2.4. Naming must support future scale

The naming model must work for:

  • a few files today
  • thousands of assets later
  • multiple environments
  • future tenancy
  • future SSSR-backed resolvers

MDX and docs metadata should point to a stable URL domain, not to raw storage internals.


3. Asset Classes

ZAYAZ assets should be grouped into a small number of top-level classes.

  • excel
  • schemas
  • exports
  • images
  • docs-assets
  • registry
  • downloads
  • generated

These are URL and governance classes, not necessarily storage buckets.

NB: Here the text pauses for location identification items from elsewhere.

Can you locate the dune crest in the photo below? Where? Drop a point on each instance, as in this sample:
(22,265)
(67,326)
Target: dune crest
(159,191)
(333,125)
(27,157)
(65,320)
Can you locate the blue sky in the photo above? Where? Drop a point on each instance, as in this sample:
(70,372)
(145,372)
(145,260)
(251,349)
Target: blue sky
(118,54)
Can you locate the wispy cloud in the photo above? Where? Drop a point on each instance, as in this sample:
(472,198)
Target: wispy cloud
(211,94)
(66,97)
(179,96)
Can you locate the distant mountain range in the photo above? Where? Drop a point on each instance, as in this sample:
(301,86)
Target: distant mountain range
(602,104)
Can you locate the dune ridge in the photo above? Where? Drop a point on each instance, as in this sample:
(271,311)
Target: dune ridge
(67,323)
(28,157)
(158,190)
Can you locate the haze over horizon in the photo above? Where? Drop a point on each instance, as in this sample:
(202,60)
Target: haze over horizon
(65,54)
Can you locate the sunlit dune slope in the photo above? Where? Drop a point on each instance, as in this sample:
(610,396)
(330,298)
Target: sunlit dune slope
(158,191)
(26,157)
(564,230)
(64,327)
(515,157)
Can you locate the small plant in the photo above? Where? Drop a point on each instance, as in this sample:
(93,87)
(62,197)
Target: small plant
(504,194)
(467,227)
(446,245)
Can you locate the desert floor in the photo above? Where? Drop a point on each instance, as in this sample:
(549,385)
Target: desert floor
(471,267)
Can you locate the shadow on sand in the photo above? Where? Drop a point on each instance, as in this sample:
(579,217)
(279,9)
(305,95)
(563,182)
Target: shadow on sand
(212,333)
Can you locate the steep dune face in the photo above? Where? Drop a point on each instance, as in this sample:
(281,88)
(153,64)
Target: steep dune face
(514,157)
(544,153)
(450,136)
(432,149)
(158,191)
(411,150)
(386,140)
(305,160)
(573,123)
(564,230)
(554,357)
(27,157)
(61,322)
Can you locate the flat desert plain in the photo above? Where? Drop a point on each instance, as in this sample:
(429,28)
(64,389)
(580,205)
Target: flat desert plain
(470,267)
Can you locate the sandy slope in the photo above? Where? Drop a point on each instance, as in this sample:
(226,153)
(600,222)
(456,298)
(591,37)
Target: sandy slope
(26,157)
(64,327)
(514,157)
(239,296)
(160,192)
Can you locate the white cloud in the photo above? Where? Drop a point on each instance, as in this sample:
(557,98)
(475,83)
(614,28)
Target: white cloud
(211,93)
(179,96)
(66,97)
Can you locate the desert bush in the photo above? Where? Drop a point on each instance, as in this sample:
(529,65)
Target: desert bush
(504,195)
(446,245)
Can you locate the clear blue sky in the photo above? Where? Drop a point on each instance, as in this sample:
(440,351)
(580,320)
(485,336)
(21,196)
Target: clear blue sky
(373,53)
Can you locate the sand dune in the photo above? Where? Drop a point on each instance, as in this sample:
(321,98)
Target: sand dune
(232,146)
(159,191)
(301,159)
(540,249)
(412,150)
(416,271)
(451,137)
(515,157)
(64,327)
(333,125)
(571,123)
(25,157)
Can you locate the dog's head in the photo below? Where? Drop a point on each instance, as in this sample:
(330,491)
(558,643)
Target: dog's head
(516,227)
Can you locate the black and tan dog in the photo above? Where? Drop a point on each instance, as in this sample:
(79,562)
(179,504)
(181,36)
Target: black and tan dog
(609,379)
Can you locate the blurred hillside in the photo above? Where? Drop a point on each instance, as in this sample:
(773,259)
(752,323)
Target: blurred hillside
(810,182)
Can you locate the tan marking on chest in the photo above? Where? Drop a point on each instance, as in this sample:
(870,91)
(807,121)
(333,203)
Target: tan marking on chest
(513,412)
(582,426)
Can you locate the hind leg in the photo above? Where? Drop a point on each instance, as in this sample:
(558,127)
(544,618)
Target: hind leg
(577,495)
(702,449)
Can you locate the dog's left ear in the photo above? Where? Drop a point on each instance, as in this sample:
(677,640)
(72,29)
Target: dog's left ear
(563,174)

3.2. Meaning of each class

ClassPurpose
excelSource workbook libraries and downloadable spreadsheets
schemasJSON schemas, table manifests, structural definitions
exportsGenerated exports for download
imagesDocumentation-facing static images
docs-assetsOther page-linked assets used directly in docs
registryFuture structured registry-backed downloadable artifacts
downloadsGeneral downloadable files not fitting another class
generatedMachine-generated artifacts intended for publication

4. Canonical Public Asset Domains

Use a dedicated asset domain:

assets.zayaz.io

This should become the primary public asset root for documentation-linked external artifacts.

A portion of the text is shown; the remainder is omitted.